Scraping multiple pages from one site into R (absolute beginner level)

M_AcostaCH · June 15, 2023, 4:38am

Hi @MFPete , for this type of page you need use Rselenium.

The connection is a little difficult for the first time, but not impossible.
Here more info about it:

For you request I'm show an advance.

library(RSelenium)
library(XML)
library(dplyr)
library(rvest)

remDr <- remoteDriver(browserName = "chrome",port = 4444, 
                      remoteServerAddr = "localhost")  

remDr$open()
Sys.sleep(1)

remDr$navigate("https://members.parliament.uk/members/Commons")

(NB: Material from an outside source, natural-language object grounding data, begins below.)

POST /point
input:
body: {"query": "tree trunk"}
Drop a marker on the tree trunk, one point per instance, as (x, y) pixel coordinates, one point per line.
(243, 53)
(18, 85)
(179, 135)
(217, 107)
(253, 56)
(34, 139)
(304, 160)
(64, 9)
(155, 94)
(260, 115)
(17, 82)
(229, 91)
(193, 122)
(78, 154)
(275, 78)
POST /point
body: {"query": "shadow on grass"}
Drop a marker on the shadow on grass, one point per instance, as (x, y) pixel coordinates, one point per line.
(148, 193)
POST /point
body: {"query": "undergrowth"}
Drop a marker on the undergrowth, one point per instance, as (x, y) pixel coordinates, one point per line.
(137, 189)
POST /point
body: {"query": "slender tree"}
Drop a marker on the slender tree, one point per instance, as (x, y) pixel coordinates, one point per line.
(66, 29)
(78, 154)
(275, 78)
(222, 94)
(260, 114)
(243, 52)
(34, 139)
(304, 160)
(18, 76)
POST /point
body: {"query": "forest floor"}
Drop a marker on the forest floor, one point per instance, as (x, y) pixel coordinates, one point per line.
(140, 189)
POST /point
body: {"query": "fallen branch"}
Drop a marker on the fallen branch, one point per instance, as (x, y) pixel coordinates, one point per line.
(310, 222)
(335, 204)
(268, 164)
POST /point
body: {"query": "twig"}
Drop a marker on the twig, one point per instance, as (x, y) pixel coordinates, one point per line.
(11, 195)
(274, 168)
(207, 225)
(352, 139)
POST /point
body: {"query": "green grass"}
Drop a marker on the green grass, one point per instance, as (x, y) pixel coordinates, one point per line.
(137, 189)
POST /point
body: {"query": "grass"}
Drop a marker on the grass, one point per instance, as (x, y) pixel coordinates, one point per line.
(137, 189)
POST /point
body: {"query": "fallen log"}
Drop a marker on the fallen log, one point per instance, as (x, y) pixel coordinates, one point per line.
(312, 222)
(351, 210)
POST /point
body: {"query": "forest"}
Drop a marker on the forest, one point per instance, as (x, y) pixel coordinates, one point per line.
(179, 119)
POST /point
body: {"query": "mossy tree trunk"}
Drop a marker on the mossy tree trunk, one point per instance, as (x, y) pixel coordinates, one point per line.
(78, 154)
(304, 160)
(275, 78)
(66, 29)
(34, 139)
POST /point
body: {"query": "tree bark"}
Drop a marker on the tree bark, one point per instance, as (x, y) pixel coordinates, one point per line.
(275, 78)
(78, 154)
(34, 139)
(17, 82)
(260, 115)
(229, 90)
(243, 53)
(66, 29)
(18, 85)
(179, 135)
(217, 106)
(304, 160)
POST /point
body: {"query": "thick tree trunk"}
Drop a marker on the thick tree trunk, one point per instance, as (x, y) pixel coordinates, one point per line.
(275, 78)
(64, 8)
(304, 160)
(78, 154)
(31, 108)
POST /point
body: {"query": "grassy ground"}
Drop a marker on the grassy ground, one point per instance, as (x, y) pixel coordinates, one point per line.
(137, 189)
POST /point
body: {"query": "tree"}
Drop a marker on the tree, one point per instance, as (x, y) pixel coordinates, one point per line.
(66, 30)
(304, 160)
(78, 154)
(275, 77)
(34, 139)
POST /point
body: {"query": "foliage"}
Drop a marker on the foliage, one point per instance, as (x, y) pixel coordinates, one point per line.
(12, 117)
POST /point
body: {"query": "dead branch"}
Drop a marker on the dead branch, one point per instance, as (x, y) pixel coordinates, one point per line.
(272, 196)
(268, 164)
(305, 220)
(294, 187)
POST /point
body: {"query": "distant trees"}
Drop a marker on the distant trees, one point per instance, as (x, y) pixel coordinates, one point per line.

html <- remDr$getPageSource()[[1]]

url_data1 <- html %>%
  read_html() %>% 
  html_nodes(xpath='//*[@id="main-content"]/div/article/div/div/div[3]/a[1]') %>% 
  html_attr("href");url_data1
#"/member/172/contact"

url_data2 <- html %>%
  read_html() %>% 
  html_nodes(xpath='//*[@id="main-content"]/div/article/div/div/div[3]/a[2]') %>% 
  html_attr("href");url_data2
# "/member/4212/contact"

url_data3 <- html %>%
  read_html() %>% 
  html_nodes(xpath='//*[@id="main-content"]/div/article/div/div/div[3]/a[3]') %>% 
  html_attr("href");url_data3
# "/member/4639/contact"

# but whe im try to make a loop for all post of page 1 show me this error:
for (i in 1:20) {
  url_data <- html %>%
    html_nodes(xpath = paste('//*[@id="main-content"]/div/article/div/div/div[3]/a[', i, ']')) %>% 
    html_attr("href")
  
  Sys.sleep(2)
  
  # data frame
  df <- df %>% bind_rows(data.frame(url_data))
}
# Error in UseMethod("xml_find_all") : 
#   no applicable method for 'xml_find_all' applied to an object of class "character"

# The idea is repeat this loop for all pages.